Zaginiony żeglarz ma 53 lata. Przyczyny wypadku będą ustalać między innymi prokuratura i Izba Morska. Jacht z dwoma pozostałymi żeglarzami, w eskorcie statku ratowniczego, dopłynął do portu we Władysławowie.
***
Aktualizacja 3.10.2015 g.23:50
Na Bałtyku za burtę szwedzkiego jachtu „Nord Vita” wypadł mężczyzna. Wypadek był 12 mil morskich na północ od Karwi. Poszukiwania wciąż trwają. Jak poinformowano Radio Gdańsk w Morskiej Służbie Poszukiwania i Ratownictwa, o północy uczestniczył w nich statek „Sztorm”. Od 6:00 rano będą pracować kolejne dwie jednostki.
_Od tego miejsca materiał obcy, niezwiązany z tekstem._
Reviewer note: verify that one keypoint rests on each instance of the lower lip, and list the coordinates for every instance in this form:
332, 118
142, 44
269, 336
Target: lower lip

Akcję utrudnia sztormowy wiatr.
Szwedzki jacht z dwoma członkami załogi na pokładzie przed północą- w asyście statku- ratowniczego- dopłynął do portu we Władysławowie.
**********
Aktualizacja 21:00
Człowiek za burtą na Bałtyku. Ratownicy szukają żeglarza ze szwedzkiego jachtu „Nord Vita”. – Mężczyzna wypadł za burtę 12 mil morskich na północ od Karwi – poinformowała Mirosława Więckowska, rzeczniczka Morskiej Służby Poszukiwania i Ratownictwa. W akcji uczestniczą: statki ratownicze „Huragan”, „Bryza” i „Sztorm” oraz śmigłowiec Marynarki Wojennej z Darłowa. Szwedzki jacht z dwoma członkami załogi na pokładzie próbuje dopłynąć do portu we Władysławowie. Na morzu są sztormowe warunki.